Again, this is a fragment, allowing it to be put into an array of requests that are sent as a batch (and replied to as an array/batch as well).

Reference

A reference implementation of agtest is attached to this HIPE and versioned with it. It should act as an oracle for any other implementations.

Drawbacks

  • Building and maintaining this capability will be expensive.
  • What else?

Rationale and alternatives

  • We could have a very limited form of agent interop certification based on written specs and self-attestations of agent developers. This would impose less work on Indy maintainers, but would probably also lead to:
    • Much less true interop.
    • Much fuzzier language about what an agent’s capabilities are.
    • Less commitment to our agent ecosystem, as it would not differentiate itself from competing visions very much.
  • We could ignore this problem entirely, and let interop emerge organically without any formal way to measure it. This would probably sap momentum from the ecosystem and fragment SSI efforts.

Prior art

Unit tests and reference agent codebases have been created already. These give ways to learn about compatibility by inspection, study, and automated tests.
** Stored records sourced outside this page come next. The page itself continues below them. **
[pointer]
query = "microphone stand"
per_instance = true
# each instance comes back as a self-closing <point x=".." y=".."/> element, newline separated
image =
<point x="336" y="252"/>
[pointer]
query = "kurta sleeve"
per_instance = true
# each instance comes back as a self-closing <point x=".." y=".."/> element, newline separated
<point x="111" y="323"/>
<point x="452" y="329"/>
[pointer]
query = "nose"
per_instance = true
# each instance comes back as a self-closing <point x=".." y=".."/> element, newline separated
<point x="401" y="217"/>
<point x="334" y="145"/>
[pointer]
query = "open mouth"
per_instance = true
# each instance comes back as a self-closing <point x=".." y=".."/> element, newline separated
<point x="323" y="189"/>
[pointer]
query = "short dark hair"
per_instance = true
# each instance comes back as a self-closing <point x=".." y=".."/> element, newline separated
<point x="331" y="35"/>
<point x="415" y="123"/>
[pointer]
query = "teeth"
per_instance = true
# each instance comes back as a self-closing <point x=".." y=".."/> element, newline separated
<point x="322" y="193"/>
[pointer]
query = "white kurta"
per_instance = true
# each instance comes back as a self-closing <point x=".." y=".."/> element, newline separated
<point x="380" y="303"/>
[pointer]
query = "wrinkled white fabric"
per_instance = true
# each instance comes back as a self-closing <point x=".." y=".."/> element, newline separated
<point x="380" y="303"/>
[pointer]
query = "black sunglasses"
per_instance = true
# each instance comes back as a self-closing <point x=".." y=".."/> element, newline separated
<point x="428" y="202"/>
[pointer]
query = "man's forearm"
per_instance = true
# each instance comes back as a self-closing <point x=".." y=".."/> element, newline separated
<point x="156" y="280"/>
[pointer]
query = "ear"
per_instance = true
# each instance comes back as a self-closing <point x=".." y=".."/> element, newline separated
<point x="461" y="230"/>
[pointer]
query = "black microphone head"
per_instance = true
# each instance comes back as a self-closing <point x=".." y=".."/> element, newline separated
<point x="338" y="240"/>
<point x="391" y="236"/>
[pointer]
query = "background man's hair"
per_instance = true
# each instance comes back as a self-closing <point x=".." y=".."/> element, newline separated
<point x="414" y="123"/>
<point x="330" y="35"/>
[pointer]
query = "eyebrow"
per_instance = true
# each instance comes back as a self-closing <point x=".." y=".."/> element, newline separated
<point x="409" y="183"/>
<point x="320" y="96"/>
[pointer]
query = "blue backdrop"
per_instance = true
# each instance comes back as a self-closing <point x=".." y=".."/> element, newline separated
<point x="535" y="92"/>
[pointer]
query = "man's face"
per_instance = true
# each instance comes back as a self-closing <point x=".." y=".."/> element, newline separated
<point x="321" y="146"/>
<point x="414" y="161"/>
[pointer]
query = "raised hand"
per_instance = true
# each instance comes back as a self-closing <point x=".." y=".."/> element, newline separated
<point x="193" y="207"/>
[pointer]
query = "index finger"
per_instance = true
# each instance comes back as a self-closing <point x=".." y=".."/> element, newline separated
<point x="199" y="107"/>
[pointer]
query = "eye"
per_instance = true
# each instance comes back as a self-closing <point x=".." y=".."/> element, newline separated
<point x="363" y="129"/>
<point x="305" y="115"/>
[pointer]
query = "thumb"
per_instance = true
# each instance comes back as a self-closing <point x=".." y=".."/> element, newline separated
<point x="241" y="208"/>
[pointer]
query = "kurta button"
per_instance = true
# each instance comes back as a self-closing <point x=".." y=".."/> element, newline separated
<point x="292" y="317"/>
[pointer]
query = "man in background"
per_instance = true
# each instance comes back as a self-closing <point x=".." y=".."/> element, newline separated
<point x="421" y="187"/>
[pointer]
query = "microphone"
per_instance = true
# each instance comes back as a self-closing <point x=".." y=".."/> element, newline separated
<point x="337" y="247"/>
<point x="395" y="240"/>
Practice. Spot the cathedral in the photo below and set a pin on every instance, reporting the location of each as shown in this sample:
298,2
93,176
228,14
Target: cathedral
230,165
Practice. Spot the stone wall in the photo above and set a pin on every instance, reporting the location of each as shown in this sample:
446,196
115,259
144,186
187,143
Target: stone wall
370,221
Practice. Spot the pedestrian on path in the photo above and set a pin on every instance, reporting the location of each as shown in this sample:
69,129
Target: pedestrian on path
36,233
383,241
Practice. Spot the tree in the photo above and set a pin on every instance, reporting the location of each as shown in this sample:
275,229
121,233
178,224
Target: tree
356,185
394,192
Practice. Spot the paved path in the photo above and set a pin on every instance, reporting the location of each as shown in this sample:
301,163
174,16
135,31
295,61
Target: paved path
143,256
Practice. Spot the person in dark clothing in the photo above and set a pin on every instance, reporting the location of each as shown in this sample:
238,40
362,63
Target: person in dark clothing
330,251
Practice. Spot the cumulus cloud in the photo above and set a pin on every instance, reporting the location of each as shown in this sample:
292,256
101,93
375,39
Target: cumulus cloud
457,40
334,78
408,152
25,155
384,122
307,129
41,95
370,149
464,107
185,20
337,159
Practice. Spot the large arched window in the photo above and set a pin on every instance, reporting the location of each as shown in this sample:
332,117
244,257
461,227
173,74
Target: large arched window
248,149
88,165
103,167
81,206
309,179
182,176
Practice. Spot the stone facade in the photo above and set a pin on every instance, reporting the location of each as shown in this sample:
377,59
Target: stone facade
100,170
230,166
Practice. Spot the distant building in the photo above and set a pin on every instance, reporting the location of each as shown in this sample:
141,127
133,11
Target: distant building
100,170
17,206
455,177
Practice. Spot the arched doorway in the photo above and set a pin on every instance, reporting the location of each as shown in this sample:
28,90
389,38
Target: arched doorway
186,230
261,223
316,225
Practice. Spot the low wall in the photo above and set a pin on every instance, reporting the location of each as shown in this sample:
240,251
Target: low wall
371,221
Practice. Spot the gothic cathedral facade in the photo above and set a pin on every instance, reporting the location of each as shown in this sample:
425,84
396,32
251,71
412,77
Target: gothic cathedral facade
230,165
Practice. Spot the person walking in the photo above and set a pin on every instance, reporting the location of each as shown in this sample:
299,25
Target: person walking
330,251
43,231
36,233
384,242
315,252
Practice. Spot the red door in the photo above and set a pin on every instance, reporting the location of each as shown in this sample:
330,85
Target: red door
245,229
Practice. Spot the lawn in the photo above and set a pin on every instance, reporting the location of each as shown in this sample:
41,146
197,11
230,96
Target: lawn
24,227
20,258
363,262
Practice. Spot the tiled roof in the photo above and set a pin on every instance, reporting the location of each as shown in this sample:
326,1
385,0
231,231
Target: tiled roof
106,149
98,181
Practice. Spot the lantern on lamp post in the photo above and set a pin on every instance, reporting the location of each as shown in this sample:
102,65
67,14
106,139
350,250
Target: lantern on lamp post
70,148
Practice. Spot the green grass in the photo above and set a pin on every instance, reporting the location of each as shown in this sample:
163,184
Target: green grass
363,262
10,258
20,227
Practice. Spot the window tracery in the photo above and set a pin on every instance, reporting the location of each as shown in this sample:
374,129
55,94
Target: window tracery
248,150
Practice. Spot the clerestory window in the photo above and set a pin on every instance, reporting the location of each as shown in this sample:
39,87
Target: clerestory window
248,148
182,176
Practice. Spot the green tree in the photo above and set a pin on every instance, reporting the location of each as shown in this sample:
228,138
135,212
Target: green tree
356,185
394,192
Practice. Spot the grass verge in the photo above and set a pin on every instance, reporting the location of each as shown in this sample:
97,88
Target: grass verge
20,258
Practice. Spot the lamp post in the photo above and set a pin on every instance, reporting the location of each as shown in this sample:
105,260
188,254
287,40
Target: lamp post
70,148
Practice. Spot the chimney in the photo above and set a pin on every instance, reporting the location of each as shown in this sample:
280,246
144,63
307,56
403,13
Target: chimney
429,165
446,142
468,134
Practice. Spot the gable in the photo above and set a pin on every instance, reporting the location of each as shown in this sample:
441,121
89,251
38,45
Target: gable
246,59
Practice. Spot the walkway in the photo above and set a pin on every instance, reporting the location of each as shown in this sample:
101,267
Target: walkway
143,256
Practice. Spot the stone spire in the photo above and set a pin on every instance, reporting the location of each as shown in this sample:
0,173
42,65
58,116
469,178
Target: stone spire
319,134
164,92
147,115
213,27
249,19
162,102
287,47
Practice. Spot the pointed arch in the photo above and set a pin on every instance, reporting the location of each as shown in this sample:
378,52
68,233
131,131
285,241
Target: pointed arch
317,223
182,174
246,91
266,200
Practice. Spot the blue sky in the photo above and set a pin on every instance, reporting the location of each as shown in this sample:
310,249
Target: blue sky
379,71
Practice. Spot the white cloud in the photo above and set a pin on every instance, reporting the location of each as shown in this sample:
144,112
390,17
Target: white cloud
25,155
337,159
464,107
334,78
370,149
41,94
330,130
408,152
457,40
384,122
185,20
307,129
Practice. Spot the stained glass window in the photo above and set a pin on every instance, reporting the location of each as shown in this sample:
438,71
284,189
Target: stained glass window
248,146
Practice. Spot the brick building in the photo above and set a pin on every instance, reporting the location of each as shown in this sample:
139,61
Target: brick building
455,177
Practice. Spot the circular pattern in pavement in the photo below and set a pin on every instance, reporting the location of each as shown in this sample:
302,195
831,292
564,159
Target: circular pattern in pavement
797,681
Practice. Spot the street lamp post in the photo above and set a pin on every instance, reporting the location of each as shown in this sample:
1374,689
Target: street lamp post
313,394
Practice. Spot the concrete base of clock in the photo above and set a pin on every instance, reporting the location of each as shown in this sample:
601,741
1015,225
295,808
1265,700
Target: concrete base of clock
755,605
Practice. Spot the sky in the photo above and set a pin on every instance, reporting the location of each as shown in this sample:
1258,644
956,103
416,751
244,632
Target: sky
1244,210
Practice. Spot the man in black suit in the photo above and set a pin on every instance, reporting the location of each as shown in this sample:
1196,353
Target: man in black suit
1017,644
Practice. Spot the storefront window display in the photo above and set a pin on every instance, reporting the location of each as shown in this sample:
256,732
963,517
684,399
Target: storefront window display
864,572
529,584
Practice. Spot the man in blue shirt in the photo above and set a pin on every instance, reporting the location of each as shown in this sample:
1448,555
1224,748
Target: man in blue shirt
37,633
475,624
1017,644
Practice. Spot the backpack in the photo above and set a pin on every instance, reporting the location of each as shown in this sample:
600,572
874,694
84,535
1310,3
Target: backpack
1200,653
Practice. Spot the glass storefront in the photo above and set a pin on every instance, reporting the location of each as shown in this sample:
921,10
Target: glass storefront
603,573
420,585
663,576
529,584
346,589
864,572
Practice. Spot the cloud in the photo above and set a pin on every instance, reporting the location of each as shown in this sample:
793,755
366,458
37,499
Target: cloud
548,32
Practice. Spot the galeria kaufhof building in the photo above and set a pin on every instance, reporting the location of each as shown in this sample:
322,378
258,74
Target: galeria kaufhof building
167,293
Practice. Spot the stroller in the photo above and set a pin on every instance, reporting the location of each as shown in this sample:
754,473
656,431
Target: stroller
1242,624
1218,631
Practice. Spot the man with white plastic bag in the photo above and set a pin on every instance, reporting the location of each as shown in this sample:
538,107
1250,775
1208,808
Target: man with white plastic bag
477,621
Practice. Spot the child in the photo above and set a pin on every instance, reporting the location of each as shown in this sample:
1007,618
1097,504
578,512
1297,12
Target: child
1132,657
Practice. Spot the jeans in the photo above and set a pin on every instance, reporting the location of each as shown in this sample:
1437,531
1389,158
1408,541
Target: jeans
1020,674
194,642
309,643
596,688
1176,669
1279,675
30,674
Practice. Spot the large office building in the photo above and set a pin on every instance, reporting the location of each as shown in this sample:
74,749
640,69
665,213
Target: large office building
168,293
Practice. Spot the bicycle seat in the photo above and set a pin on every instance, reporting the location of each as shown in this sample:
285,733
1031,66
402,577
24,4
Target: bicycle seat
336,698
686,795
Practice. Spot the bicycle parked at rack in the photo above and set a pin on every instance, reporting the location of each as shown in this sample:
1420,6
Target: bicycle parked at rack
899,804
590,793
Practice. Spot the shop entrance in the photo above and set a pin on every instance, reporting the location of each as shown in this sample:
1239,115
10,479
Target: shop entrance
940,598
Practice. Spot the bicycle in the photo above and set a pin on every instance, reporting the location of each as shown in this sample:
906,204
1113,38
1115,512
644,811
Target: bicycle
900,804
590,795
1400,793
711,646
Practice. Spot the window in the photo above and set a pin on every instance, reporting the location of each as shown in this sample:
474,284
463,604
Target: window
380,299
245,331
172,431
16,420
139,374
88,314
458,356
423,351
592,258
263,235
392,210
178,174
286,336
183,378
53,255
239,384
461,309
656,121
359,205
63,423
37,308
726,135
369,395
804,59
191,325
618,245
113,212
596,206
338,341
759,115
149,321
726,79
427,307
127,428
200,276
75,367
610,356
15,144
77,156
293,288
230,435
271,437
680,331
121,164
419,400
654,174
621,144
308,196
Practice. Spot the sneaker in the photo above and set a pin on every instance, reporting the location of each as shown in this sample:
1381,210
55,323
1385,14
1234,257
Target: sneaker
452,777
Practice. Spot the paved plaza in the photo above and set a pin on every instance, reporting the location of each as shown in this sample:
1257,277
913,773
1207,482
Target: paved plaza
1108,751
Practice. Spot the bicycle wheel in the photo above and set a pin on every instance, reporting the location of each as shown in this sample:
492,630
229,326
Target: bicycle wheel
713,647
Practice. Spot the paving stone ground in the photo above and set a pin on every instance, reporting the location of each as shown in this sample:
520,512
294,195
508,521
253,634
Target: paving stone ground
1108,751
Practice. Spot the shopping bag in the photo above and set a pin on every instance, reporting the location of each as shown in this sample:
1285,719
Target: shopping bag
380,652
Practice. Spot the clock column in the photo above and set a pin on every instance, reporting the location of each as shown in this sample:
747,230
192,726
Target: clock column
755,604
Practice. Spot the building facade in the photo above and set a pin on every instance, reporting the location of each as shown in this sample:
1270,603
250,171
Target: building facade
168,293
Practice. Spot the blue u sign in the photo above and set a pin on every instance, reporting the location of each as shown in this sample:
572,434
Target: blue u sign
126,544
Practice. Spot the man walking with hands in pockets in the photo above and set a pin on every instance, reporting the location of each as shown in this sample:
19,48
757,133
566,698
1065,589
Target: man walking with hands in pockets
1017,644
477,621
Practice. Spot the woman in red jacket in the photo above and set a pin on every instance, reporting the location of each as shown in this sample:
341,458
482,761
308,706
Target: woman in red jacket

However, it is not clear which tests and which ref agent features are normative versus incidental.

Unresolved questions

  • What parts of the design do you expect to resolve through the HIPE process before this gets merged?
  • What parts of the design do you expect to resolve through the implementation of this feature before stabilization?
  • What related issues do you consider out of scope for this HIPE that could be addressed in the future independently of the solution that comes out of this HIPE?